Animals – another main source of condensation in a poultry shed – may exacerbate wet litter in the event of a health challenge.
Once condensation is under control, adequate ventilation to remove moisture from the air is crucial, he adds. If you cannot ventilate enough to remove the humidity from the house, damp air will remain stuck in the shed.
So air speed at the litter surface must be maintained and bird density needs to be managed carefully. “If there is a cushion of animals on your floor, the ambient air is not able to touch the litter – nothing will happen there.”
Another factor to consider is the environment outside the sheds.

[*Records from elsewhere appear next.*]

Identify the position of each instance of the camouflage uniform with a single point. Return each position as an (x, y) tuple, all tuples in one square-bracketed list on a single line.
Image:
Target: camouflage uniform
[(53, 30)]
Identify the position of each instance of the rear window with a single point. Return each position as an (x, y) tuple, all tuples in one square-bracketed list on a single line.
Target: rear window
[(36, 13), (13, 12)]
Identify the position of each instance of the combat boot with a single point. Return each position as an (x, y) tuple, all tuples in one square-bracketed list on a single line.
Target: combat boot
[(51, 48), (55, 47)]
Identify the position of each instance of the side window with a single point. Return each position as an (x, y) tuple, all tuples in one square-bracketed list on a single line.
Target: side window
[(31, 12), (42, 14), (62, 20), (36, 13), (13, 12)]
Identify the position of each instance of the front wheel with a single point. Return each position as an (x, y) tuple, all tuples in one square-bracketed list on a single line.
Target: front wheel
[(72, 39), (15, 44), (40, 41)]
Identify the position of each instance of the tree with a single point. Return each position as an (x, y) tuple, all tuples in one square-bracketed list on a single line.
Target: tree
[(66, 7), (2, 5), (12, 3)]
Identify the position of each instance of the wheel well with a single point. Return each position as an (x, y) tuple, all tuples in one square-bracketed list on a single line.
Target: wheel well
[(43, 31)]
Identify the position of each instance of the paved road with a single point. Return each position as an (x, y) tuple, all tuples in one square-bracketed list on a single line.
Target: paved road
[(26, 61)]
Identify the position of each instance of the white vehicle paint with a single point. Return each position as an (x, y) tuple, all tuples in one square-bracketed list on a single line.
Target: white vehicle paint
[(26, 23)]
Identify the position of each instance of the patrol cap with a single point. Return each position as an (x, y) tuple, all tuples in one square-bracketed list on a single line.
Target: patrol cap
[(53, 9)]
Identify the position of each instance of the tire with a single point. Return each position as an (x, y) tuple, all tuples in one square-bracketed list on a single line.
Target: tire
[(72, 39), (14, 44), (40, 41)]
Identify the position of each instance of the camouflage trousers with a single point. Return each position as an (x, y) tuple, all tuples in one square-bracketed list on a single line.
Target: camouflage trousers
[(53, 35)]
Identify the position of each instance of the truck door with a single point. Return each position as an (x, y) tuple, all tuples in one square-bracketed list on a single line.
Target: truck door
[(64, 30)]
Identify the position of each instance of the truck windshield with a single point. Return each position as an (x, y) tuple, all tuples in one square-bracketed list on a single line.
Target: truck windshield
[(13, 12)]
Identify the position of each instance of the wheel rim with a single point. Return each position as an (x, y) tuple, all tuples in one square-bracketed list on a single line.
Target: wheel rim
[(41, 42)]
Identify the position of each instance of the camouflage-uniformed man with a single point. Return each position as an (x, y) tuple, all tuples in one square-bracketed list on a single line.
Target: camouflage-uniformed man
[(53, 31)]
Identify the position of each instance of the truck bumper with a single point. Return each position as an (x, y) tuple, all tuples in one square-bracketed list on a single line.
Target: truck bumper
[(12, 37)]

If it’s raining a lot, then heating and ventilation will need to compensate. “The only way to cope with rain is to heat up the air, to create an absorption capacity so that air can pick up water from your house.”
“If we analyse the drying of litter on a microscale, we find it’s dependent on the moisture difference between the litter and the shed air,” explains Mr Lamber.
More moisture in litter and less in the air will mean better transfer between the two, and that’s where airflow comes in.
The faster air that’s laden with water can be pulled from the shed and replaced with a fresh, dry counterpart, the more friable litter will become.
Emerging disease threats bring biosecurity into focus
Three particular disease challenges have emerged over the last 12 months, according to Daniel Parker of Slate Hall veterinary practice, increasing the need for good hygiene at farm level.
The diseases are:
Transmissible viral proentriculitis –This viral infection causes poor feed conversion by damage to the proentriculus, the first part of a bird’s stomach where enzymes are mixed with feed to aid digestion.
Reovirus – Despite this challenge having a “question mark” placed over it, Mr Parker says incidences of leg lesions at processing have increased, but reovirus has not been definitively named as the cause.
“There are often no obvious lesions seen in the shed prior to processing, but rejects are elevated because hocks are swollen and don’t have a very nice appearance on the finished bird,” he explains.
Wooden breast – This is a new condition that’s been seen across the region Mr Parker serves. As with reovirus, there are often no obvious symptoms on the farm, but birds are rejected at processing because of a hardened “grainy” breast muscle.
The condition has emerged on some of the best managed farms and, to date, there’s no certainty of its exact cause – though there are thoughts that it’s a metabolic issue, that may be brought about by increased exercise.